Cumberland Island
28 November 2009
Photo: Wild Horses... and a whole lot more. Please check out the photo gallery of Cumberland Island.
Cumberland Island, GA
A little back track north up the ICW and well worth it!
Welcomed by a wild horse, we began our day entering an arched forest of Living Oaks; the sunlight filtering down through the draping Spanish moss into the thick underbrush. We all were taken by the ambiance and solitude surrounding us. I'm sure that this would be a perfect setting for The Blair Witch Project or on the flip side, a tale of Swiss Family Robinson.
Although none of us are exemplary bird watchers, we all tried to identify the sounds coming from above. Usually these sombre hued forests are dressed with the vivid plumage of painted buntings, summer tanagers, cardinals, pileated woodpeckers, Carolina wrens and yellow - throated warblers. We never saw anything...and the islands white tailed deer must have been scared away with our vocal excitement.
Emerging from the shadows of the forest we found huge sand dunes and a beach that beckoned to be explored. We arrived at low tide and began our search for shells.
Steve and I proudly produced a magazine that had a great number of pages of information to help us identify our found treasures. How exciting to see adults on a on a treasure hunt, gleefully running over to one's find, hoping to look and touch and guess what it was. The largest and ugliest discovered was a Horseshoe Crab, the smallest being the Atlantic Abra. Our best finds, a Lightening Whelk and a Royal Sea Star - both alive and tossed back into the deeper water.
On lookers at the beach were Sanderlings and Sandpipers scurrying across the sand with their little legs and "shit hawks" of various varieties... Laughing, Ring-billed and Herring gulls joined by a group of proud Royal terns.
And as we left the beach to follow another path, a long boardwalk led us into a saltwater marshland. It was here that we encountered the remnants of the common raccoon and fiddler crabs. Herrings and Egrets lined the marshlands and as we headed up to higher ground, we were aware that human live was also present. We entered the Dungeness Ruins and cemetery. The old cemetery and abandoned, Carnegie-era rusty cars that are overgrown with weeds add to the timeless feel as you continue past the Dungeness ruins.
We walked for four hours. . That's nothing for a cruiser. Oh forgot to mention that we saw our first armadillo.

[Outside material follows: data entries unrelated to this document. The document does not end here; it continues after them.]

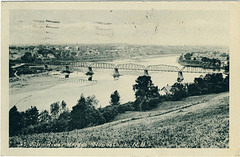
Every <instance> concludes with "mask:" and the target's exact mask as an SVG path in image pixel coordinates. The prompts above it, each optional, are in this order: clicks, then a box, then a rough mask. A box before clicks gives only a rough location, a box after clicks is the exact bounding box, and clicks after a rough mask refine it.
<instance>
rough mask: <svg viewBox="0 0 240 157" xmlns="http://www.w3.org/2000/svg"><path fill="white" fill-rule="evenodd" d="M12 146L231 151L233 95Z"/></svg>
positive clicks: (223, 95) (136, 114)
mask: <svg viewBox="0 0 240 157" xmlns="http://www.w3.org/2000/svg"><path fill="white" fill-rule="evenodd" d="M9 144H10V147H42V148H45V147H90V148H95V147H97V148H113V147H114V148H227V147H229V94H228V93H221V94H211V95H203V96H195V97H189V98H186V99H185V100H183V101H175V102H164V103H163V104H160V105H159V107H158V108H157V109H155V110H153V111H148V112H128V113H125V114H122V115H119V116H118V117H117V118H116V120H115V121H113V122H111V123H107V124H103V125H100V126H96V127H91V128H85V129H81V130H73V131H70V132H62V133H42V134H33V135H22V136H15V137H10V139H9Z"/></svg>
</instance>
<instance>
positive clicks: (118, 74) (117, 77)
mask: <svg viewBox="0 0 240 157" xmlns="http://www.w3.org/2000/svg"><path fill="white" fill-rule="evenodd" d="M119 76H120V73H119V71H118V68H114V74H113V77H114V78H118V77H119Z"/></svg>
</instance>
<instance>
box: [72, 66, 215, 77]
mask: <svg viewBox="0 0 240 157" xmlns="http://www.w3.org/2000/svg"><path fill="white" fill-rule="evenodd" d="M70 67H71V68H74V67H83V68H88V72H87V73H86V75H89V76H90V78H89V80H92V76H93V74H94V72H93V68H97V69H114V74H113V77H114V78H116V77H119V76H120V73H119V70H141V71H144V75H149V73H148V71H163V72H177V73H178V77H177V81H178V82H181V81H183V79H184V78H183V73H216V72H219V70H215V69H204V68H199V67H183V68H181V69H180V68H179V67H177V66H172V65H165V64H158V65H148V66H144V65H141V64H132V63H128V64H113V63H101V62H72V63H71V64H70Z"/></svg>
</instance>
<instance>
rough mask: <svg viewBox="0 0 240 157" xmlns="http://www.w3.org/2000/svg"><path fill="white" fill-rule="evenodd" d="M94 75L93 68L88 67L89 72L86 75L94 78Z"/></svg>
mask: <svg viewBox="0 0 240 157" xmlns="http://www.w3.org/2000/svg"><path fill="white" fill-rule="evenodd" d="M93 74H94V72H93V70H92V67H88V72H87V73H86V75H90V76H92V75H93Z"/></svg>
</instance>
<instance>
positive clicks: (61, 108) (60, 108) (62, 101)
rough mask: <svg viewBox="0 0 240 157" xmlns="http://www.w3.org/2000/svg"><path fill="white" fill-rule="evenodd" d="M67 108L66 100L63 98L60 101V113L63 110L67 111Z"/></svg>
mask: <svg viewBox="0 0 240 157" xmlns="http://www.w3.org/2000/svg"><path fill="white" fill-rule="evenodd" d="M67 110H68V108H67V104H66V102H65V101H64V100H63V101H62V102H61V108H60V114H61V113H63V112H65V111H67Z"/></svg>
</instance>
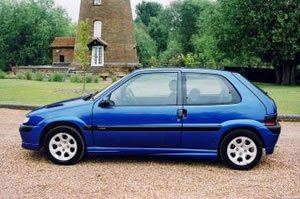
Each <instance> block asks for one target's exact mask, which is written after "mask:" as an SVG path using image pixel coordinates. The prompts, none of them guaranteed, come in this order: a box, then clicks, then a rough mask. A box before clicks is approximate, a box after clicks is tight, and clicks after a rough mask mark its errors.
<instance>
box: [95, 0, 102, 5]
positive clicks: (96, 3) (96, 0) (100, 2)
mask: <svg viewBox="0 0 300 199" xmlns="http://www.w3.org/2000/svg"><path fill="white" fill-rule="evenodd" d="M101 4H102V1H101V0H94V5H101Z"/></svg>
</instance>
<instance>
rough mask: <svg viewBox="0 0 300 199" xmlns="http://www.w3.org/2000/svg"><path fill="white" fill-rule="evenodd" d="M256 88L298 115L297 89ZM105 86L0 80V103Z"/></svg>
mask: <svg viewBox="0 0 300 199" xmlns="http://www.w3.org/2000/svg"><path fill="white" fill-rule="evenodd" d="M257 85H258V86H259V87H261V88H262V89H263V90H265V91H267V92H268V94H269V95H270V96H271V97H272V98H273V99H274V100H275V101H276V103H277V105H278V109H279V113H290V114H300V86H278V85H274V84H262V83H257ZM106 86H108V83H104V82H101V83H98V84H87V92H86V93H83V92H82V84H78V83H70V82H63V83H55V82H37V81H27V80H9V79H4V80H3V79H0V103H1V102H2V103H4V102H6V103H16V104H29V105H45V104H49V103H52V102H56V101H59V100H64V99H68V98H73V97H78V96H82V95H85V94H87V93H91V92H94V91H98V90H102V89H103V88H104V87H106Z"/></svg>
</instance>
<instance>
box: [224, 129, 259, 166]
mask: <svg viewBox="0 0 300 199" xmlns="http://www.w3.org/2000/svg"><path fill="white" fill-rule="evenodd" d="M262 148H263V147H262V142H261V140H260V138H259V137H258V136H257V135H256V134H255V133H254V132H252V131H249V130H243V129H240V130H235V131H232V132H230V133H229V134H228V135H226V136H225V137H224V139H223V141H222V143H221V145H220V150H219V155H220V158H221V160H222V162H223V163H224V164H225V165H227V166H229V167H230V168H233V169H237V170H249V169H252V168H253V167H255V166H256V165H257V164H258V163H259V162H260V160H261V157H262Z"/></svg>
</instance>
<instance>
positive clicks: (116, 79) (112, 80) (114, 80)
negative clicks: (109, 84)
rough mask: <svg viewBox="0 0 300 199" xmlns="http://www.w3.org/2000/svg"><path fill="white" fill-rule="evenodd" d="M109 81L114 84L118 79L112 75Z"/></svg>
mask: <svg viewBox="0 0 300 199" xmlns="http://www.w3.org/2000/svg"><path fill="white" fill-rule="evenodd" d="M111 81H112V83H115V82H116V81H118V77H117V76H116V75H112V76H111Z"/></svg>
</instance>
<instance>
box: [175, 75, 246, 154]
mask: <svg viewBox="0 0 300 199" xmlns="http://www.w3.org/2000/svg"><path fill="white" fill-rule="evenodd" d="M182 79H183V80H182V81H183V103H184V111H185V118H184V120H183V131H182V139H181V144H180V147H181V148H197V149H208V150H209V149H210V150H216V149H217V148H216V147H217V144H216V143H217V142H216V141H217V140H218V138H219V137H220V135H219V132H220V130H221V128H222V123H223V122H225V121H230V120H233V119H236V118H238V117H241V116H240V115H237V114H236V113H237V110H239V107H240V105H239V102H240V101H241V98H240V95H239V94H238V92H237V91H236V90H235V88H234V87H233V86H232V84H231V83H230V82H229V81H228V80H227V79H226V78H225V77H223V76H219V75H213V74H201V73H183V78H182Z"/></svg>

History: The history of Dungeness dates to James Oglethorpe, founder of the Georgia colony, who built two forts and a hunting lodge he called Dungeness on the island in 1736. In 1783, Revolutionary War General Nathanael Greene acquired nearly 11,000 acres (4,400 hectares) of the island in exchange for a bad debt. His widow built her own Dungeness house in 1803, which burned in the middle of the century.
In 1881 Thomas Carnegie (brother and partner of steel magnate Andrew Carnegie), with his wife Lucy, built yet another Dungeness on the foundation of the Greene estate. This Dungeness was built in 1885 and lasted until 1959, when much of it burned. The ruins remain, though, and include what is called Tabby House, the oldest house on Cumberland Island and the only building the Carnegies spared when they rebuilt the area from the ruins of the Greene estate. The house was built around 1800 of tabby, a kind of concrete made of oyster shells, lime and sand. Tabby construction can be seen throughout Georgia's coast.

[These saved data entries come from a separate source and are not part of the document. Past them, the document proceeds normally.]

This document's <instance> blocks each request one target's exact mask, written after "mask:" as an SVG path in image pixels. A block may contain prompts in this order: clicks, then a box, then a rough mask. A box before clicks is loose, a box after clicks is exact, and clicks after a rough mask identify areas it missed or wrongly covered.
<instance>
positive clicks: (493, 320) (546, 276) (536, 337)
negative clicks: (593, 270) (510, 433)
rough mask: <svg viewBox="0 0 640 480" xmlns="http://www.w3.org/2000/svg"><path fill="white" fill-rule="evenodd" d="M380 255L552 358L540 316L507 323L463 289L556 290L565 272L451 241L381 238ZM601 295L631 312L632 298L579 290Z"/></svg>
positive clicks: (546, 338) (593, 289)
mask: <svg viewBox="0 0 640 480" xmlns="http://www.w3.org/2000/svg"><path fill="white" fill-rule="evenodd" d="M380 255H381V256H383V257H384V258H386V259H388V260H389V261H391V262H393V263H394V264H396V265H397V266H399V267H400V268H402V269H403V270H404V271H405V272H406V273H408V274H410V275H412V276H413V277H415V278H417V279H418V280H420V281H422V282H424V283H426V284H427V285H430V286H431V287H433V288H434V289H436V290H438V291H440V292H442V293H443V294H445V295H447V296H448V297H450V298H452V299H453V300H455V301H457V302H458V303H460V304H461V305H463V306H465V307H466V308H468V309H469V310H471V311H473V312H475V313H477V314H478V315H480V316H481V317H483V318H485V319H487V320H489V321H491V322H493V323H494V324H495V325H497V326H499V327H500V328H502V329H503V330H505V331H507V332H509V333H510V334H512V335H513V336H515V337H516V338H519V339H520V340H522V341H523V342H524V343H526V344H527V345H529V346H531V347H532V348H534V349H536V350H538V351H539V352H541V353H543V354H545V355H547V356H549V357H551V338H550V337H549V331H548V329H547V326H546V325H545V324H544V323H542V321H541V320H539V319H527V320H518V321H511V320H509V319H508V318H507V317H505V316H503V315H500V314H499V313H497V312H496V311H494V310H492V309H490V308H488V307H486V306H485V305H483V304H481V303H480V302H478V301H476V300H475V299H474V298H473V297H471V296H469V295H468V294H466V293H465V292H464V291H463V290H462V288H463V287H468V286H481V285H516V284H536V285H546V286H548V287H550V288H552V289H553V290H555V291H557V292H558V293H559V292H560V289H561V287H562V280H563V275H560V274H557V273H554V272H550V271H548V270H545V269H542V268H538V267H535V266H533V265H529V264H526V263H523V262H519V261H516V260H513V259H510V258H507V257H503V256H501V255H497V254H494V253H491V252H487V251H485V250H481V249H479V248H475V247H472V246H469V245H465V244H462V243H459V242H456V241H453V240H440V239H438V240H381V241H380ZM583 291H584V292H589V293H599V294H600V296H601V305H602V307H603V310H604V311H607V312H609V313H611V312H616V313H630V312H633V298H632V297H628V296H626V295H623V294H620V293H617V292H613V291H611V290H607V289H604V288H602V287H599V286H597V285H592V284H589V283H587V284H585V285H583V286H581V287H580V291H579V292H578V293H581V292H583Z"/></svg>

As you walk down what would have been the main sand "driveway" into the estate, you see the main house before you, well intact from the foundation but mostly gutted by the fire. The building is large and majestic and you get the sense, as you walk the sprawling grounds, that Dungeness was at one time a beautiful home.
Feral "wild" horses were all over the grounds, quietly grazing and seemingly unconcerned with us.